きっと違う人に話しかけてるんだと思った。リリーがジェームズと付き合ってるから、多少の関わりはあるが
彼と喋るということはあまりない。(リリーたちに混ざって軽くおしゃべり、ぐらいならあるけど。)だからびっ
くりした。でも、彼からしてみれば普通なのかもしれない。別に赤の他人なわけではないのだし。そうだ、何
をあたしはこんなにも驚いてるんだ。うんうん、そうだ、普通のことだ。驚くことはない。


「で、何のよう?」
「俺にもコーヒー入れてくれよ、ブラックで。」
「あぁ、うんいいよ。ちょっとまって。」
「おう。」
「そういえばシリウスって低血圧じゃないの?よくこんな時間に起きれたね。」
「偶然目が覚めたんだよ。自分でもよくわかんねぇ。」
「ふーん。あたしと一緒なんだねー。」
「お前もなのか?」
「うんそう。普段は朝早く起きるの苦手なんだけどなぁ。」


コト・・・


「はい、どーぞ。」
「おおサンキューな!」


なんてまぶしい笑顔だろうと思った。いやいや、人は誰だって普通に笑うものだ。シリウスが笑うのだって
全然普通だ。なのに、なんでだろう。彼が笑った瞬間、世界の色が変わった気がした。


暗い色が、いっきに明るく輝いて、鮮やかに色づいた。真っ白な花はあらゆる綺麗な色に染まり、少しくす
んだような色の空はそのくすみがきえて、澄んだ水色に染まり、壁だって床だって、この空間すべてが輝き
だした気がした。なんで、だろう。


いつの間にか時間がたっていて、談話室もだんだんいつもどおりのにぎやかさがでてきた。リリーも降り
てきていた。「おはよう。あなた今日は早いのね。」「おはようリリー。うん、自分でもびっくりだよ。」
といつもとなんら変わりのない会話をはじめた。


「いきましょ、朝ごはん食べなきゃ。」
「うん・・・あ、ちょっと待って。」
「シリウス、もう大広間行くね。」
「あぁ。じゃぁ後で。」


なんだろう、この胸の音は。今までは彼を見てもなんとも思わなかったのに。ドキドキが止まらない。

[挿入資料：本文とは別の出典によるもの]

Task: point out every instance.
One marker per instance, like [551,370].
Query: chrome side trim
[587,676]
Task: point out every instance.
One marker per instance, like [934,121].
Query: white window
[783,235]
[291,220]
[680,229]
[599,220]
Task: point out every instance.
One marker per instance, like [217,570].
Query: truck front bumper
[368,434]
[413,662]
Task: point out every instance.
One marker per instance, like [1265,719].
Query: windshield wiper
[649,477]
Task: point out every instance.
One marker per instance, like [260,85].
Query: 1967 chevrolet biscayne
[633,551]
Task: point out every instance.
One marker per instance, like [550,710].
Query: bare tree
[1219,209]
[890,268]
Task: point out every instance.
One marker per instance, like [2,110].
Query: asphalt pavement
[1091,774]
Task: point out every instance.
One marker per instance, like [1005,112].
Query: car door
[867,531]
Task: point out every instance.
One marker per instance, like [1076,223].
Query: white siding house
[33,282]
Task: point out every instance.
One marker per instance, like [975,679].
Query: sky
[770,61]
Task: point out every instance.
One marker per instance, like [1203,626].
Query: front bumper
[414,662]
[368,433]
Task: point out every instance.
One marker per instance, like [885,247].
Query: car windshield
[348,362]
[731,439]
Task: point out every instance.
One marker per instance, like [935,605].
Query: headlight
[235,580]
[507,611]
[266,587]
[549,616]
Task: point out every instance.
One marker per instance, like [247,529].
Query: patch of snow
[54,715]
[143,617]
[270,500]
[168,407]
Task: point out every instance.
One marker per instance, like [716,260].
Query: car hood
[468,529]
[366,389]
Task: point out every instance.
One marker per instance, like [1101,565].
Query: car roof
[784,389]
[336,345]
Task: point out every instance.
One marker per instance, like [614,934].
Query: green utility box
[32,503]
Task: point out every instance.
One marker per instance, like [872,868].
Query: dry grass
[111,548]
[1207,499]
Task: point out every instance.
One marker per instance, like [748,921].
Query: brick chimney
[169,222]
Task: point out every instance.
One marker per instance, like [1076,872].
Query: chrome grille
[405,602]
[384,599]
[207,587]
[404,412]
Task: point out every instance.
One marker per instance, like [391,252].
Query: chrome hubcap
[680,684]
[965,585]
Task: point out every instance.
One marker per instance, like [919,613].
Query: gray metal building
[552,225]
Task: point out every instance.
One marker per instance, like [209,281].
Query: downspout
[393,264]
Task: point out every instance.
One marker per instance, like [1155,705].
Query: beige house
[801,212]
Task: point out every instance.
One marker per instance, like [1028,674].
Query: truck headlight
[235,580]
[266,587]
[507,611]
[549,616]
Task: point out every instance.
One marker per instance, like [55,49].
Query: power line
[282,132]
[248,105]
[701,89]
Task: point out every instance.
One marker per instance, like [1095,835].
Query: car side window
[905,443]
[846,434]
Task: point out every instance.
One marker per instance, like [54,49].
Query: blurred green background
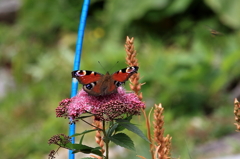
[194,74]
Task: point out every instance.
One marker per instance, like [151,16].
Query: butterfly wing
[86,77]
[124,74]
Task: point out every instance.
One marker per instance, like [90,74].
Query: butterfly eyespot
[89,86]
[118,84]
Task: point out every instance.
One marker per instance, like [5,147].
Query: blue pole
[76,65]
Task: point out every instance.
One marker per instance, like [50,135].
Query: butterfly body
[97,84]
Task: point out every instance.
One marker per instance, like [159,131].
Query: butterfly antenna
[101,65]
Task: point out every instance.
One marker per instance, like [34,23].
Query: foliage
[185,68]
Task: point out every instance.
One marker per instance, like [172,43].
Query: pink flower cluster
[104,108]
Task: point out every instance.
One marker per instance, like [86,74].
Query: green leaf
[121,128]
[112,129]
[123,140]
[131,127]
[84,132]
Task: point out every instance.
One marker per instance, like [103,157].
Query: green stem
[106,140]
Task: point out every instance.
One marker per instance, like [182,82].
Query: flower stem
[106,140]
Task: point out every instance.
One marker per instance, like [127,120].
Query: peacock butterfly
[97,84]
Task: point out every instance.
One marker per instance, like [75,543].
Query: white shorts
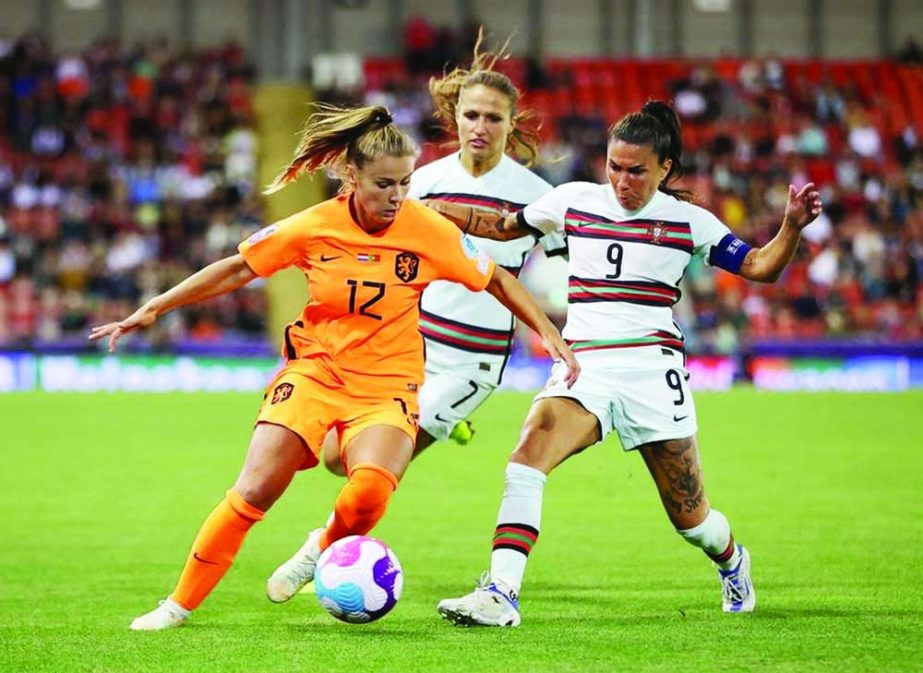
[447,399]
[645,398]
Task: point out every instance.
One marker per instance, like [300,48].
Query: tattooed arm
[766,264]
[478,222]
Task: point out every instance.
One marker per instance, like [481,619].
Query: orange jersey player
[354,359]
[359,336]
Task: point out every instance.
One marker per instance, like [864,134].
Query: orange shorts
[309,399]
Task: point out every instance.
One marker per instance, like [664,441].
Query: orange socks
[361,503]
[214,549]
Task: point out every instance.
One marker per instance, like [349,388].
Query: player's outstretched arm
[221,277]
[478,222]
[767,263]
[512,294]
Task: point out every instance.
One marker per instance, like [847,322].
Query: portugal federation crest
[406,266]
[656,230]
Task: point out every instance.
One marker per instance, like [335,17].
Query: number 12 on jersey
[379,292]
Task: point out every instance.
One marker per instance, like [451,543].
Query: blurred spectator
[121,171]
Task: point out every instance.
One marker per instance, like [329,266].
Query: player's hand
[804,206]
[140,319]
[560,351]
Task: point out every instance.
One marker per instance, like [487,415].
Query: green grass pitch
[101,495]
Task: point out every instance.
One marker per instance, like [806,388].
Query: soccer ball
[358,579]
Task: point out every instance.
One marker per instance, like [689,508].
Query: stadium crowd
[123,170]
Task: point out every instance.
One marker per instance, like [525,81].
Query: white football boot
[492,603]
[737,592]
[167,615]
[291,576]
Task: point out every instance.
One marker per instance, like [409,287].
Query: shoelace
[484,581]
[731,588]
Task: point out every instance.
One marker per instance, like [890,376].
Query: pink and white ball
[358,579]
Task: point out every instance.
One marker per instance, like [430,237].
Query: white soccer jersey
[624,267]
[471,332]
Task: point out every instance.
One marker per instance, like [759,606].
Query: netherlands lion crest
[282,392]
[406,266]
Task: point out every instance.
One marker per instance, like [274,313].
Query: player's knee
[333,463]
[712,533]
[259,494]
[373,488]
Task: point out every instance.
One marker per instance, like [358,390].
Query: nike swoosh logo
[198,558]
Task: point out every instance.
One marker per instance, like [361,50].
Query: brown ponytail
[444,91]
[333,137]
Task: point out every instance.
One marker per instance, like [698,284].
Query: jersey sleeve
[546,215]
[459,259]
[277,246]
[715,243]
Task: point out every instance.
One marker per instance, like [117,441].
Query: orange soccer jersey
[357,340]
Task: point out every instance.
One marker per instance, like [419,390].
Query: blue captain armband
[729,254]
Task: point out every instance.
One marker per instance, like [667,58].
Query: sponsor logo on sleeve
[483,263]
[263,233]
[470,248]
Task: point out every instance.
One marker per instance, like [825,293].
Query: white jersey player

あた
しは恋なんてものをしたことがなかったから、この気持ちがなんなのかよくわからなかった。


「リリー、恋ってなに?」
「あらどうして?」
「や、なんとなく。」
「ふふ、そうね。その人のことを考えると胸がドキドキして、顔が熱くなって、なぜか急に嬉しくなっちゃうの。」
「ふーん。(恋って複雑だ。)」
「もしかして。あなたシリウスに恋しちゃったりしたのかしら?」
「なっ!そそそんなわけないじゃない!!」
「あらそう。残念ね。(にもとうとう春が来たのね!)」








どうやら私は恋という病にかかったらしい。